The first 2nm chip prototype was produced by IBM just last year, so the process is nowhere near ready for mass production. According to DigiTimes Asia, semiconductor giant TSMC indicated that its 2nm node won’t be ready for general production until 2025.
Apple and Intel will be the first customers in line for this new process: For its part, Apple is looking forward to replacing the 5nm chips currently used in its iPhone and Mac with the new 2nm processor.
Before it can get there, TSMC is still ramping up its 3nm FInFET process for the latter half of 2022, with Apple being a major customer for the new 3nm chips.
There have been conflicting rumors about whether TSMC’s 3nm production process was behind schedule or not, so it’s unclear how any potential delays might affect the company’s timetable for the 2nm chips; 2025 is a pretty far away, after all, so anything can happen.

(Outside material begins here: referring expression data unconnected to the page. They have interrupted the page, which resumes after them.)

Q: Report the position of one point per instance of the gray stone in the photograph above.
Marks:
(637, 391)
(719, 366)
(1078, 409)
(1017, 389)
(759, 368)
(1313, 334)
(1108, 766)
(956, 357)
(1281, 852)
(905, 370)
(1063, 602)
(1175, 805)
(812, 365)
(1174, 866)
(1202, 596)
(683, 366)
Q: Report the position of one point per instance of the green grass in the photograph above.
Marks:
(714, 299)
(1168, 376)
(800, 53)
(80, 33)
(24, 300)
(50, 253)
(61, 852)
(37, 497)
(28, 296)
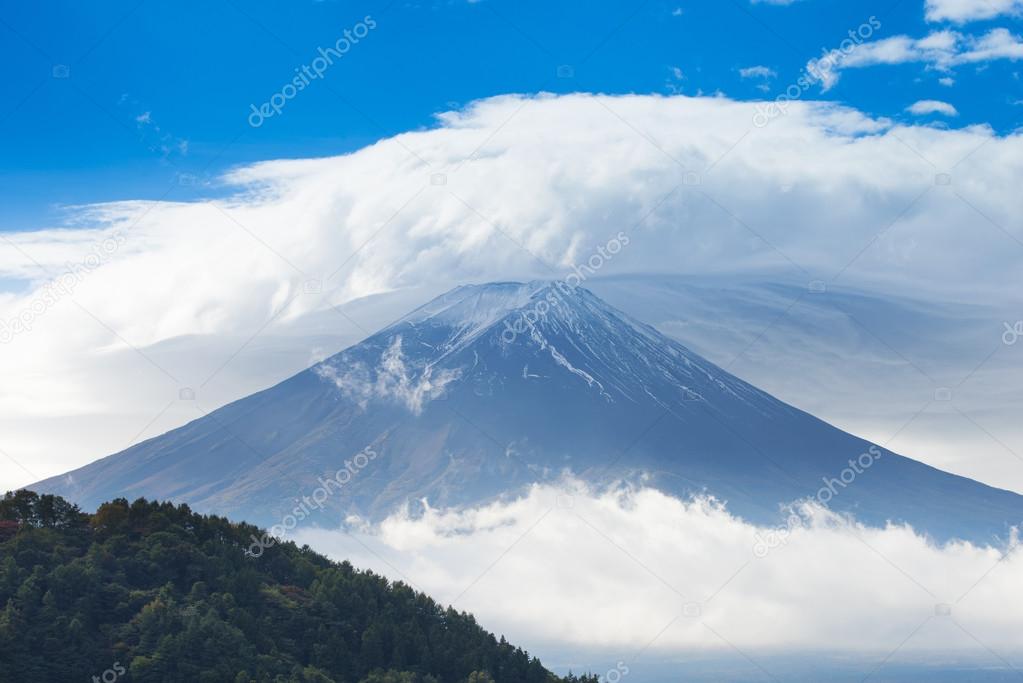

Analysis: beyond 2nm lies...what exactly?
As 2nm processors near the consumer market, the question of what will follow nears as well. At 2nm, you're really talking about transistors that are barely bigger than a string of atoms, and it is becoming physically impossible to make them much smaller.
It's a problem that we've known about for more than a decade now: the "end of Moore's Law", named for legendary Intel chief Gordon Moore who famously quasi-predicted that computer transistor density would double roughly every two years. That has been the case for the past six decades, but the microprocessor industry has encountered major headwinds now that we're into the single-digit nanometer scale.
Beyond that, we're looking a picometer, or a thousandth of a nanometer, about 100 times smaller than an individual silicon atom. Where the industry goes for new innovation and progress on the semiconductor front is unclear, but it definitely isn't there.